The Bag of Words tutorial guides you through every steps you need to take in order to enter a submission to a competition, plus gives you a brief and exciting introduction into natural language Processing(NLP). I ended the tutorial with much higher interest in NLP than I had when entering it.
詞袋模型的教程會引導你一步一步提交一次比賽結果众旗,另外給你簡要并激奮的介紹了和NLP(自然語言處理)相關的內容。這也讓我除了提交的流程之外更多的對NLP產(chǎn)生了興趣趟畏。
Friday: Back to school
周五:回到學校
Friday, I continued working on the Kaggle tutorials, and also started Udacity’s Intro to Machine Learning. I’m currently half ways through, and find it quite enjoyable.
周五贡歧,我繼續(xù)把時間花在Kaggle上,也開始了學習Udacity’s Intro to Machine Learning課程赋秀,現(xiàn)在已經(jīng)完成了一半的學習利朵,我發(fā)現(xiàn)里面有很多有意思的東西。
It’s a lot easier the Coursera course, as it doesn’t go in depth in the algorithms. But it’s also more practical, as it teaches you Scikit Learn, which is a whole lot easier to apply to the real world than writing algorithms from the ground up in Octave, as you do in the Coursera course.
在Coursera的課程中有很多相對更簡單的課程沃琅,并沒有詳細深入的介紹這些算法哗咆。相對來說,更多的Scikit Learn相關的練習益眉,這些聯(lián)系比起從Octave上從頭開始寫一個算法來說更容易在現(xiàn)實中得到應用晌柬。
The road ahead
前方的路
Doing it for a week hasn’t just been great fun, it has also helped my awareness of its usefulness of machine learning in society. The more I learn about it, the more I see which areas it can be used to solve problems.

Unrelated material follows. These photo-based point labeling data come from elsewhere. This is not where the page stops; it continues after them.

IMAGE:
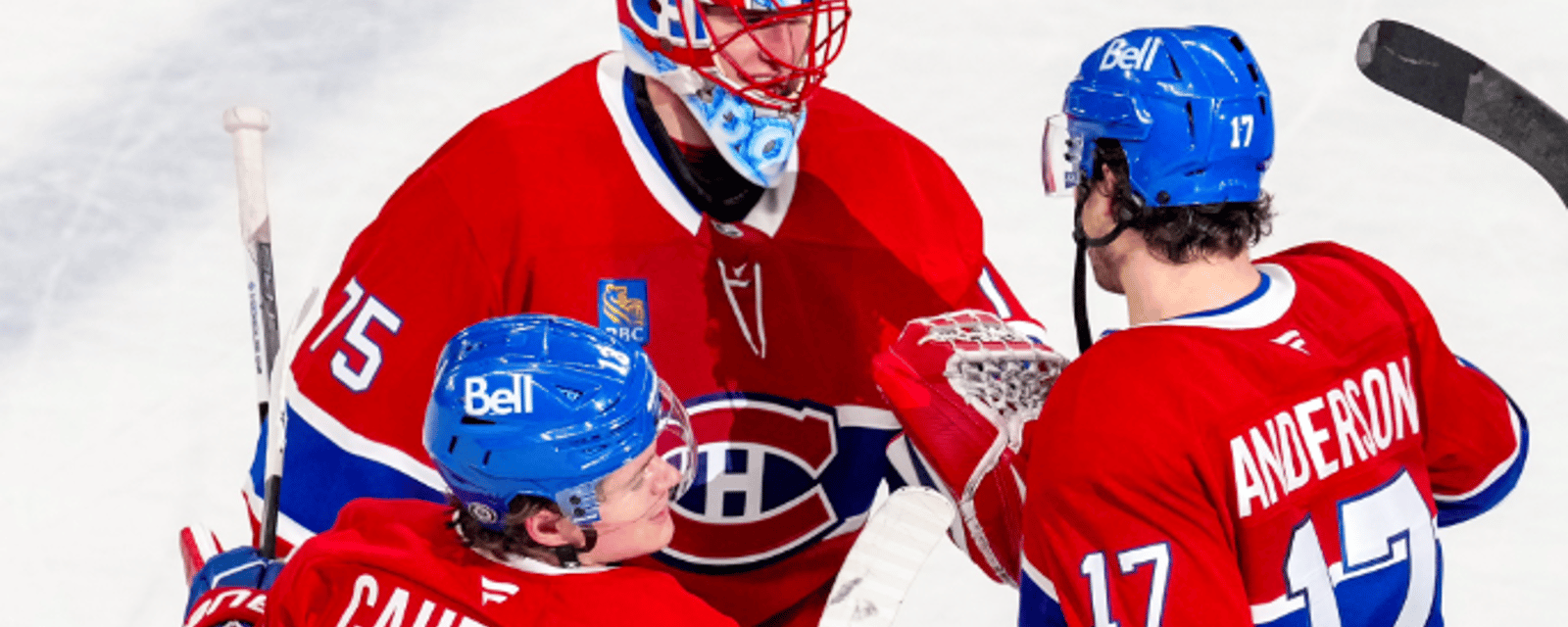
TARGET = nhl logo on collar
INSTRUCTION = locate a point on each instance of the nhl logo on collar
(623, 310)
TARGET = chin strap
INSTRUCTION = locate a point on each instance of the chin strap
(1081, 273)
(566, 554)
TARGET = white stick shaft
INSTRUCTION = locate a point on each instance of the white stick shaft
(247, 125)
(886, 556)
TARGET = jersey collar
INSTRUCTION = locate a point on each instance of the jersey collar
(1261, 308)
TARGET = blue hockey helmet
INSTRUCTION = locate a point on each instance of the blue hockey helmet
(545, 407)
(1191, 109)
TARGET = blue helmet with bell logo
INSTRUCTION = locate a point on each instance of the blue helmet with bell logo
(545, 407)
(1191, 109)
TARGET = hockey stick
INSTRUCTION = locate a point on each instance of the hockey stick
(247, 125)
(1457, 85)
(885, 558)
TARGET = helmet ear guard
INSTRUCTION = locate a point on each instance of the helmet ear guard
(753, 120)
(1191, 109)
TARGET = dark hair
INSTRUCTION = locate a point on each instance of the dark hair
(1184, 232)
(514, 540)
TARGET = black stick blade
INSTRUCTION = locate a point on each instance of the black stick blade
(1435, 74)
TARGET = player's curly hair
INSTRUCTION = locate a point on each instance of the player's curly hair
(1186, 232)
(514, 540)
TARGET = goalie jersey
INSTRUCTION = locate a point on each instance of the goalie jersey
(765, 328)
(1282, 461)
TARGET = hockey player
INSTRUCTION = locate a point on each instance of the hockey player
(549, 435)
(703, 196)
(1272, 441)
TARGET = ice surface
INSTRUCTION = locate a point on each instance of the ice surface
(125, 404)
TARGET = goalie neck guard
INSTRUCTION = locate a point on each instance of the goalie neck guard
(1191, 109)
(744, 68)
(546, 407)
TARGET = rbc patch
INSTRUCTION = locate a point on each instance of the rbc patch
(623, 310)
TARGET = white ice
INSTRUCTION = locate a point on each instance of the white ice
(125, 399)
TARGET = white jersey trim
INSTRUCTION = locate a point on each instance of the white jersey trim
(992, 294)
(765, 217)
(1045, 584)
(867, 417)
(1264, 311)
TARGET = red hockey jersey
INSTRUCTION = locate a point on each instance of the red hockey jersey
(396, 563)
(1282, 461)
(557, 203)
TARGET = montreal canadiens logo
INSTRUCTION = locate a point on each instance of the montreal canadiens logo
(757, 496)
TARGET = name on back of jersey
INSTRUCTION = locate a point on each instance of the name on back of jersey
(1343, 425)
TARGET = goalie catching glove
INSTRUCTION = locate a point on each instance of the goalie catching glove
(963, 384)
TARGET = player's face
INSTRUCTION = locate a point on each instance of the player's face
(765, 51)
(634, 514)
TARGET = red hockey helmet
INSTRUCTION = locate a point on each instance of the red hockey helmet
(770, 52)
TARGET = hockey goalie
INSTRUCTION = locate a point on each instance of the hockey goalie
(963, 386)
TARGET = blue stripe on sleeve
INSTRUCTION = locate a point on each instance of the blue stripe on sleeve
(1457, 511)
(320, 477)
(1035, 607)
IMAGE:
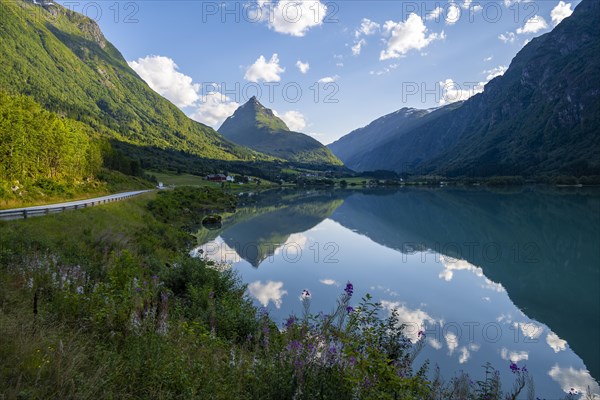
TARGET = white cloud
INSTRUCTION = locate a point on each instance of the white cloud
(435, 14)
(408, 35)
(329, 79)
(162, 75)
(263, 70)
(514, 356)
(213, 109)
(433, 342)
(557, 344)
(294, 17)
(268, 292)
(560, 12)
(453, 92)
(495, 72)
(509, 3)
(451, 342)
(295, 120)
(358, 46)
(328, 282)
(530, 330)
(415, 320)
(464, 356)
(578, 379)
(452, 13)
(508, 37)
(303, 67)
(367, 27)
(533, 25)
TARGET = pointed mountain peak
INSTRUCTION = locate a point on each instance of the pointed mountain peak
(254, 115)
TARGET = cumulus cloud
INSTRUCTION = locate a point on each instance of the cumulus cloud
(557, 344)
(495, 72)
(533, 25)
(263, 70)
(328, 282)
(560, 12)
(530, 330)
(415, 320)
(452, 13)
(572, 378)
(433, 342)
(435, 14)
(267, 292)
(356, 49)
(464, 356)
(303, 67)
(514, 356)
(162, 75)
(453, 92)
(294, 17)
(367, 27)
(451, 342)
(405, 36)
(329, 79)
(213, 109)
(508, 37)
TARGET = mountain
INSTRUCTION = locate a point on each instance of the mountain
(62, 60)
(258, 128)
(356, 148)
(540, 118)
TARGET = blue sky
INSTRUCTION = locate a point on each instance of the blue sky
(325, 67)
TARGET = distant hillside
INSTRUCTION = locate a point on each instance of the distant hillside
(257, 127)
(542, 117)
(62, 60)
(356, 148)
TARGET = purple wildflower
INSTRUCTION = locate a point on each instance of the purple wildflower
(514, 368)
(349, 289)
(290, 321)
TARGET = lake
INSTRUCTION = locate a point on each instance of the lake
(489, 275)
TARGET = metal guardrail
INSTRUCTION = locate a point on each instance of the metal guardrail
(38, 211)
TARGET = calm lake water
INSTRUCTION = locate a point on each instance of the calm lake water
(491, 276)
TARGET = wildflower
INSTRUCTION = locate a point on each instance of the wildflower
(290, 321)
(294, 345)
(514, 368)
(349, 289)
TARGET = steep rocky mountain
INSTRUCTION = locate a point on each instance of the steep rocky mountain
(356, 148)
(542, 117)
(62, 60)
(257, 127)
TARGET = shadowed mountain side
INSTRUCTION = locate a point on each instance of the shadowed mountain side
(516, 238)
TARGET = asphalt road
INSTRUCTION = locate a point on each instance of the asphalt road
(26, 212)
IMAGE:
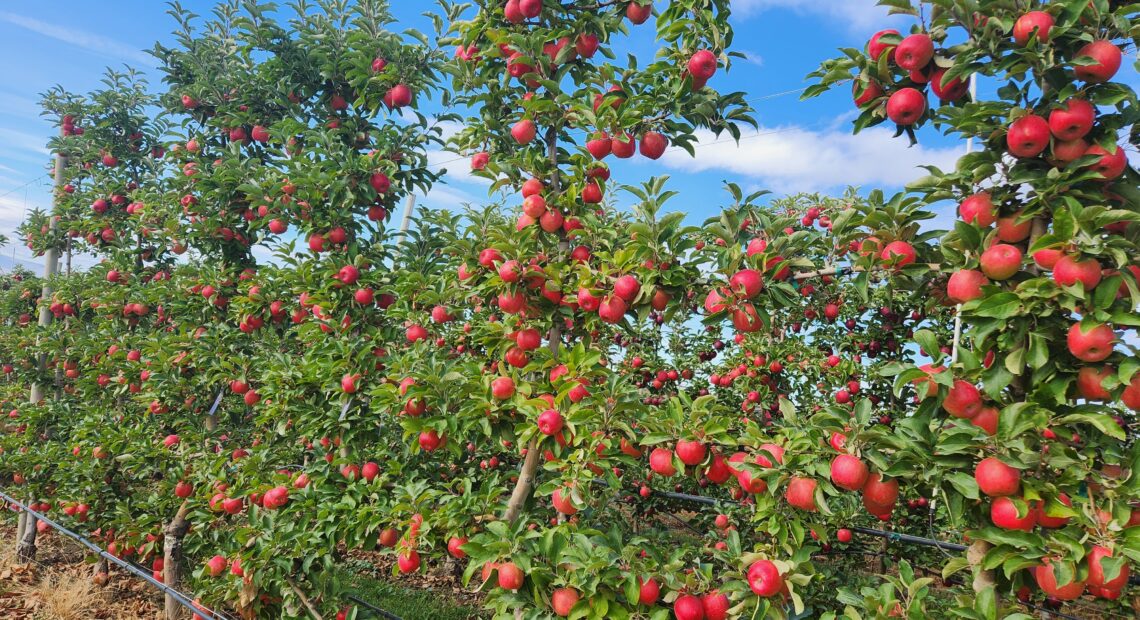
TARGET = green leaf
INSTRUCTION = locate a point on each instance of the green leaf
(1001, 306)
(1104, 423)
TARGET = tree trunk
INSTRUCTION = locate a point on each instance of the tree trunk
(172, 561)
(21, 523)
(975, 555)
(529, 471)
(25, 551)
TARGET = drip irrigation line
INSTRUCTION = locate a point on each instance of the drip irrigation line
(122, 563)
(910, 539)
(374, 609)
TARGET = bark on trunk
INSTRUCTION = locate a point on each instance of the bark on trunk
(975, 555)
(25, 551)
(21, 523)
(172, 561)
(529, 471)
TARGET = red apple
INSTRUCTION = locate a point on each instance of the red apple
(966, 285)
(848, 472)
(1097, 576)
(764, 578)
(1108, 58)
(1112, 163)
(637, 14)
(1035, 21)
(1001, 261)
(523, 131)
(800, 494)
(1068, 270)
(1028, 136)
(562, 601)
(996, 479)
(905, 106)
(962, 400)
(653, 145)
(1003, 513)
(876, 47)
(660, 461)
(978, 209)
(914, 51)
(1073, 120)
(1048, 584)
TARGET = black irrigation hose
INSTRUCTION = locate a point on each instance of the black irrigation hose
(911, 539)
(382, 613)
(868, 531)
(125, 565)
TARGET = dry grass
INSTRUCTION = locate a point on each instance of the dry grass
(64, 596)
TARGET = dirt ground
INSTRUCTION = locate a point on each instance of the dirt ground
(60, 586)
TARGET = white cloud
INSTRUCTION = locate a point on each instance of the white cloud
(857, 15)
(96, 43)
(794, 158)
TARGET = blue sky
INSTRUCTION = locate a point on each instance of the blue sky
(800, 145)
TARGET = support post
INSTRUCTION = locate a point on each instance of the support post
(408, 205)
(50, 268)
(529, 471)
(172, 561)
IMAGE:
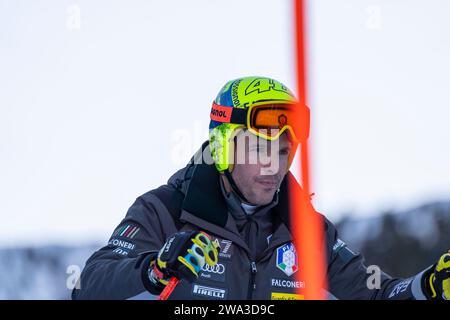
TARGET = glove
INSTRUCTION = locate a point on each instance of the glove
(438, 282)
(182, 256)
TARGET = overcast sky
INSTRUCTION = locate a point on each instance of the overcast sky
(100, 101)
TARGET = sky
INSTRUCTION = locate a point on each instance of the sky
(101, 101)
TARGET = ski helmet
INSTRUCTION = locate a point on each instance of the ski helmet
(253, 103)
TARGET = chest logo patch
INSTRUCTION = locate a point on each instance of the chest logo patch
(287, 259)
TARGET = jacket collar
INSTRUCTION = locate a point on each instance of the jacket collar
(205, 200)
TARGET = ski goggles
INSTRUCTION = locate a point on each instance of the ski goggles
(267, 120)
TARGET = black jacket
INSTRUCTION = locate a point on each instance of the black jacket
(247, 269)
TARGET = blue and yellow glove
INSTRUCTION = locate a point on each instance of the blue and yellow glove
(183, 256)
(438, 282)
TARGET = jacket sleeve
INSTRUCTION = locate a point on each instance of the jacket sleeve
(116, 271)
(349, 278)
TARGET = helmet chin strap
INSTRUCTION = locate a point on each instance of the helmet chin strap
(234, 187)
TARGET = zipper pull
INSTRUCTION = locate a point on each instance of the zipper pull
(254, 270)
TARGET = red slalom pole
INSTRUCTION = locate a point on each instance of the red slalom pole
(307, 226)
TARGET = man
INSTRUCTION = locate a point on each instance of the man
(221, 225)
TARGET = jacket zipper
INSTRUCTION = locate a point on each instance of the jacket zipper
(251, 283)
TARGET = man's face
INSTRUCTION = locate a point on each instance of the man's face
(260, 166)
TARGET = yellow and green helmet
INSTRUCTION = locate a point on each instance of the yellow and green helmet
(242, 103)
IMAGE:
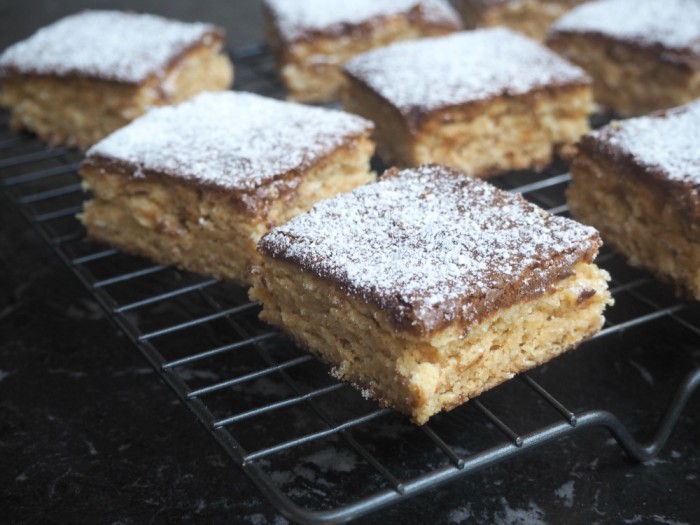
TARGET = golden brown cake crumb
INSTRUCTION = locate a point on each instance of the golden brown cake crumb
(427, 288)
(198, 184)
(642, 56)
(637, 182)
(86, 75)
(312, 39)
(484, 101)
(530, 17)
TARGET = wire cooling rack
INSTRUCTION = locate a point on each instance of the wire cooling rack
(276, 411)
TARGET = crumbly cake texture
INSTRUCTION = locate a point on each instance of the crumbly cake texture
(484, 101)
(312, 39)
(86, 75)
(427, 287)
(638, 181)
(642, 56)
(198, 184)
(530, 17)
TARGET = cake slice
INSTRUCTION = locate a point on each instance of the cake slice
(530, 17)
(427, 288)
(312, 39)
(642, 56)
(638, 182)
(198, 184)
(86, 75)
(484, 101)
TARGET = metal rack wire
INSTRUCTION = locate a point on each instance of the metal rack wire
(270, 405)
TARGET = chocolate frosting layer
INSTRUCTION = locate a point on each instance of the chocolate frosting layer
(300, 19)
(670, 29)
(662, 149)
(422, 76)
(231, 141)
(107, 45)
(430, 246)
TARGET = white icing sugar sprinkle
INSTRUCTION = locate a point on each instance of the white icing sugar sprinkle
(674, 24)
(670, 142)
(430, 239)
(433, 73)
(110, 45)
(297, 17)
(230, 139)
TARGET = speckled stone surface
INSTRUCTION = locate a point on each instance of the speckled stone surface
(88, 434)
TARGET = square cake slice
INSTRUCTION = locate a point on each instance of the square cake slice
(312, 39)
(484, 101)
(198, 184)
(427, 287)
(530, 17)
(638, 182)
(86, 75)
(642, 56)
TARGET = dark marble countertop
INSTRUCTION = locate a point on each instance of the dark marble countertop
(89, 434)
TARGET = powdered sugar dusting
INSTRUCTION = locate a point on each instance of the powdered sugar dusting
(230, 139)
(296, 18)
(433, 73)
(668, 141)
(674, 24)
(110, 45)
(432, 243)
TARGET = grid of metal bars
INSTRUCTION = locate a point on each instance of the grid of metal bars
(157, 307)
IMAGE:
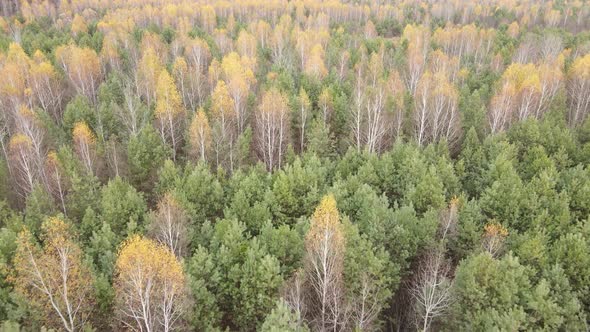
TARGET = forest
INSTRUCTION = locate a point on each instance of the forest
(294, 165)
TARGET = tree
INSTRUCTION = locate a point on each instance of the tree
(282, 319)
(169, 225)
(239, 77)
(150, 286)
(200, 136)
(303, 116)
(46, 86)
(82, 66)
(53, 277)
(579, 90)
(23, 163)
(145, 154)
(325, 245)
(436, 116)
(315, 65)
(224, 128)
(169, 112)
(85, 145)
(431, 288)
(56, 180)
(122, 207)
(271, 130)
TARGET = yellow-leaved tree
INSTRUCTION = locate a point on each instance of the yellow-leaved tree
(200, 136)
(85, 145)
(150, 286)
(271, 129)
(53, 277)
(324, 263)
(169, 112)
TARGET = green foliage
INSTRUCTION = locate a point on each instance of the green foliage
(122, 207)
(282, 319)
(145, 153)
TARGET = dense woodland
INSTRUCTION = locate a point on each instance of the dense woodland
(175, 165)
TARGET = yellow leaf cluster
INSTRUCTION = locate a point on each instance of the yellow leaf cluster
(154, 261)
(83, 133)
(325, 219)
(581, 67)
(168, 101)
(222, 103)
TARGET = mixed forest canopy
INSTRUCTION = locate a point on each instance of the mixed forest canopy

過去的一周不僅僅讓我獲得了極大的成就感姥份,還讓我意識到機器學習在社會中的應用。我越對機器學習了解越多年碘,發(fā)現(xiàn)有越多的領域可以用機器學習的方式來解決澈歉。
If you’re interested in getting into machine learning, I strongly recommend you setting off a few days or evenings and simply dive into it.
如果你有興趣進入機器學習的世界,強烈推薦你騰出一些天或者一些晚上出來屿衅,好好的研究下這個領域埃难。
Choose a top down approach if you’re not ready for the heavy stuff, and get into problem solving as quickly as possible.
如果你還沒有準備好全面深入的學習這些東西,建議選擇由上至下的方法涤久,從盡快找一個需要解決的問題域開始涡尘。